I lay back down. Stared at the stone ceiling. My heart hammered against ribs. That was close. Too close.

Venn was a problem. Not immediate—he had no proof, just suspicion. But suspicion could be enough. If he started digging, asking questions, following me...

I needed allies. Real allies. Jorik seemed solid. Mala was ambitious—useful, but that cut both ways. Torren was too nervous to be reliable.

The System chimed softly. I'd been ignoring it, but now I focused.

[SOCIAL DYNAMICS DETECTED]

[POTENTIAL ALLIES IDENTIFIED: 2]

[POTENTIAL THREATS IDENTIFIED: 1]

[RECOMMENDATION: ESTABLISH TRUST BONDS]

[WARNING: VENN'S SUSPICION LEVEL: MODERATE]

Helpful. Not actionable, but helpful. The System was learning to read social situations. Or maybe it had always been able to, and I just hadn't paid attention.
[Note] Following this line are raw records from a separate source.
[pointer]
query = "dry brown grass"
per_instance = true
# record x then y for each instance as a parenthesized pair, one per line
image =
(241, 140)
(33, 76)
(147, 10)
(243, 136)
Can you track Venn's suspicion? I thought at it.

[AFFIRMATIVE. SUSPICION TRACKING ACTIVATED.]

[CURRENT LEVEL: 6/10]

[THREAT THRESHOLD: 8/10]

[TIME TO THRESHOLD AT CURRENT RATE: 2-3 WEEKS]

Two to three weeks. That matched the timeline for Atreides arrival. Everything was converging. The political transition, Venn's suspicion, my debt clearance, the territory quest.

I had maybe a month before multiple crises hit simultaneously. A month to build power, allies, and escape routes.

Tomorrow: second run. Expand territory. Return alive. Keep building the reputation.

After that... I'd need to be smarter. More careful. The first wall I'd converted using Sand Touch—the Harkonnens knew someone had done that. Venn suspected I was more than I appeared. Hetch knew Morvani had changed fundamentally.

The secrets were stacking up. Eventually, one would slip.

I closed my eyes. Let exhaustion pull me toward sleep. Around me, the headquarters hummed with activity. People working, planning, surviving.

The blanket was rough. The stone floor unforgiving. My shoulder still ached where the lasgun had grazed it—weeks ago now, but the ghost pain remained.

Best night's sleep I'd had since arriving.